If by the end of this you’ve managed to uncover some of her location data, despite her having set her profile to private, you know now that your product enables stalking. Reverting to step 4 and figuring out how to stop this from occurring is your next step. You may need to repeat the process of designing solutions and testing them more than once.
testing for a Survivor
testing for a Survivor involves identifying how to give information and power to the survivor. It might not always make sense based on the product or context. Thwarting the attempt of an abuser archetype to stalk someone also satisfies the goal of the survivor archetype to not be stalked, so separate testing wouldn’t be needed from the survivor’s perspective.
However, there are cases where it makes sense. A survivor archetype’s goal would be to discover who or what causes the temperature change when they aren’t doing it themselves, for instance. You could test this by looking for the thermostat’s history log and checking for usernames, actions, and times, if you couldn’t find that information, you would have more work to do in step 4.

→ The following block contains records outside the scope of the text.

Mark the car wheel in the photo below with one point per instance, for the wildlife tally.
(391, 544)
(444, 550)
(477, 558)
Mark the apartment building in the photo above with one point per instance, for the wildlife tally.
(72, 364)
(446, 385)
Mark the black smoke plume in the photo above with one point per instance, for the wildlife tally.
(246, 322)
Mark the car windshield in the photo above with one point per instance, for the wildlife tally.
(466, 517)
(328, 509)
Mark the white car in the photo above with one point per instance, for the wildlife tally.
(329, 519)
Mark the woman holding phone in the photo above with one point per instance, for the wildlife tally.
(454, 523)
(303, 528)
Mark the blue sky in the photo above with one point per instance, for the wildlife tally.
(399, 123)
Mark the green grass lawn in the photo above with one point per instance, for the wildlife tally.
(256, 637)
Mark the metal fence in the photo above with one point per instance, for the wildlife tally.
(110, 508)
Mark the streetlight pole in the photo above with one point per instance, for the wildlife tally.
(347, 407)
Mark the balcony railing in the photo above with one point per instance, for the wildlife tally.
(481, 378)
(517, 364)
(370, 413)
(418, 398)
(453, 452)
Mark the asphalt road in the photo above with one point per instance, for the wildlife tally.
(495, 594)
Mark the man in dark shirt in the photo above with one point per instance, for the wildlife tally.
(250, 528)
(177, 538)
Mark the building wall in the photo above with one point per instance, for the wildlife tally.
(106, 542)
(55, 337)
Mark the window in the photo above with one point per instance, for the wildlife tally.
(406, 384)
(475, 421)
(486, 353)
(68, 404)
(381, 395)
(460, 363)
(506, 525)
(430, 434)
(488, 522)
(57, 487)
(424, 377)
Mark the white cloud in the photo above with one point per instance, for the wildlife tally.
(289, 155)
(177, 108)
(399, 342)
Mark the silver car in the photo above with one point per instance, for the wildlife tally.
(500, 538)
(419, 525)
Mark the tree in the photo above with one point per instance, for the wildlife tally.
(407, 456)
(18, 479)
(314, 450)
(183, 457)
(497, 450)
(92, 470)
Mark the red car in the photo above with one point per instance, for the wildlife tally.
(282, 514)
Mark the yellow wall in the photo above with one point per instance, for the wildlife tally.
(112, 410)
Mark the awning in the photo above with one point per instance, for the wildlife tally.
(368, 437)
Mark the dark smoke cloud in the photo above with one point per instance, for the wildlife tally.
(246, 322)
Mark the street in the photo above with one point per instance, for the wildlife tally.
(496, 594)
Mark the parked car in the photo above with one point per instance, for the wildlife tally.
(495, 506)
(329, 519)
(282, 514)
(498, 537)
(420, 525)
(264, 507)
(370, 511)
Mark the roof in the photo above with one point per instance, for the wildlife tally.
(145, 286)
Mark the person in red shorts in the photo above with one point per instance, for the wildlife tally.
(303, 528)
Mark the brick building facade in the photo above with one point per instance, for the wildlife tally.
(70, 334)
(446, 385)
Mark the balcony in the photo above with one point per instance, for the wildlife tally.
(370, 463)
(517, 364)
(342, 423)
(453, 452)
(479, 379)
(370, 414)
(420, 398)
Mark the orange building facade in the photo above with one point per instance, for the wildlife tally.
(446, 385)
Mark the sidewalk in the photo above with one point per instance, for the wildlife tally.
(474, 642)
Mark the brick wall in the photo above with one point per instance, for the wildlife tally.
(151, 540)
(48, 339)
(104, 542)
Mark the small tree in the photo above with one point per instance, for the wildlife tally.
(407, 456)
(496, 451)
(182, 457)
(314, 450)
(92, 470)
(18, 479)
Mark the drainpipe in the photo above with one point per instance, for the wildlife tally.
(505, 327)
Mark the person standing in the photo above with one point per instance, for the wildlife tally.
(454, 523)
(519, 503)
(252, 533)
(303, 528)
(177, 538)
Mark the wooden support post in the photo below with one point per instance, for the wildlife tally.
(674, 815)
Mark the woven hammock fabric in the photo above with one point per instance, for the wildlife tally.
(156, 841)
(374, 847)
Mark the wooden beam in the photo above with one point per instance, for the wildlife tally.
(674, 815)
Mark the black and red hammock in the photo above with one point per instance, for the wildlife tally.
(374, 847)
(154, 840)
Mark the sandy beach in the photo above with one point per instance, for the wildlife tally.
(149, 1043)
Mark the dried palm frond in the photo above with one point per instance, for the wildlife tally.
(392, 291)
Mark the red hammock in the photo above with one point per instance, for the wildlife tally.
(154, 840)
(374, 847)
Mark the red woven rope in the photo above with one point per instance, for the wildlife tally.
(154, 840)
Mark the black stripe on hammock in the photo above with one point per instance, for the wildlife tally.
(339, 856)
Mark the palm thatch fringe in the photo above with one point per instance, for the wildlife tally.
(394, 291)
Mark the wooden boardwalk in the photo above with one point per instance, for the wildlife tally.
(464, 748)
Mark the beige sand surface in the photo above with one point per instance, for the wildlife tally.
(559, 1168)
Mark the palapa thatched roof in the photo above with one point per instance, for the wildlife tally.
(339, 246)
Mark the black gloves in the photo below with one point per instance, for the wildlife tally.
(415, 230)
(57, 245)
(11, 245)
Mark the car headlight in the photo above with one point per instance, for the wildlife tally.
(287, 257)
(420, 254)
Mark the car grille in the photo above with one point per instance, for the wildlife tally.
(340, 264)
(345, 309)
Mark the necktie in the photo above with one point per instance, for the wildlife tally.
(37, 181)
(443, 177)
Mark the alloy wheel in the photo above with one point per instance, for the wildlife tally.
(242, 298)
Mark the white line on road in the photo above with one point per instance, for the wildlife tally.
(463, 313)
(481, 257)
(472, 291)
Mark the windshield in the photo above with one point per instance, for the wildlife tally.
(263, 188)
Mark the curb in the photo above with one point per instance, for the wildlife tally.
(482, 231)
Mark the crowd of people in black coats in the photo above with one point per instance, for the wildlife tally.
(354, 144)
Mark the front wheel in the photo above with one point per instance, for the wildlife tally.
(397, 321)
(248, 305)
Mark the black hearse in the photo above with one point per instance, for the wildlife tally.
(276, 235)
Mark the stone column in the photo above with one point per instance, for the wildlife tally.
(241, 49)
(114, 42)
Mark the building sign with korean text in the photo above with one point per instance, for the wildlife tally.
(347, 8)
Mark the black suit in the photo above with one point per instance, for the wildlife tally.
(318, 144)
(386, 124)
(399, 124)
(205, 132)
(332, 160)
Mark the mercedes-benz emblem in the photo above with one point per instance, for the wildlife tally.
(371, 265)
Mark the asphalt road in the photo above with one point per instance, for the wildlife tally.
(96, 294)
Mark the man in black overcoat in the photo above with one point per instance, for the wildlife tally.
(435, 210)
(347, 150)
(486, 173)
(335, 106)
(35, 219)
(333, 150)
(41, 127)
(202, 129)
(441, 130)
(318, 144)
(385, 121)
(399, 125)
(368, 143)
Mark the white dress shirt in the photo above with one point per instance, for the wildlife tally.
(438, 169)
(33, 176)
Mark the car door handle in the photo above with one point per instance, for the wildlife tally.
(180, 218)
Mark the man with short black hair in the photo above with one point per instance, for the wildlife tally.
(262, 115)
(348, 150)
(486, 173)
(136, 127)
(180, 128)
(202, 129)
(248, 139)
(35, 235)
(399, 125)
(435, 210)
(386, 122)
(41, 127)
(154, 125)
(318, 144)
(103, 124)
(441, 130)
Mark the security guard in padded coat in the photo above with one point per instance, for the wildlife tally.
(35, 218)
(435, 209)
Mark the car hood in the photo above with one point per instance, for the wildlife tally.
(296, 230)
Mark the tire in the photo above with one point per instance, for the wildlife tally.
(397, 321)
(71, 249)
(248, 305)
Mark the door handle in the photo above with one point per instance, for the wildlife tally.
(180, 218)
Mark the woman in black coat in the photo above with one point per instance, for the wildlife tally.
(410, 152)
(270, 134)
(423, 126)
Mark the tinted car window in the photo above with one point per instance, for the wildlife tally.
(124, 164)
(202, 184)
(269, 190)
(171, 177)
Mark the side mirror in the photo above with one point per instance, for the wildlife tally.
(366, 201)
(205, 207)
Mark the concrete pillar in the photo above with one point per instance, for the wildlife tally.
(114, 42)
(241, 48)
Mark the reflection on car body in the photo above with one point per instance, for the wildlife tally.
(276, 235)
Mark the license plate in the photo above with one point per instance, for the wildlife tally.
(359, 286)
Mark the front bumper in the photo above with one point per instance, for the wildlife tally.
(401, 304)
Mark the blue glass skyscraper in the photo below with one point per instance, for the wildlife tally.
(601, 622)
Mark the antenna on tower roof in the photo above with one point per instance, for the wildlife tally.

Another goal might be regaining control of the thermostat once the survivor realizes the abuser is remotely changing its settings. Are there any instructions that explain how to remove a user and change the password, and are they simple to find? For your test, you would need to try to figure out how to do this. This might again reveal that more work is needed to make it clear to the user how they can regain control of the device or account.
stress testing
To make your product more inclusive and compassionate, consider adding stress testing. This concept comes from Design for Real Life by Eric Meyer and Sara Wachter-Boettcher. The authors noted that personas typically focus on happy people, but that happy people are frequently anxious, stressed out, unhappy, or even go through a bad day. These are called” stress cases”, and testing your products for users in stress-case situations can help you identify places where your design lacks compassion. More information about how to incorporate stress cases into your design can be found in Design for Real Life, as well as in many other effective methods for compassionate design.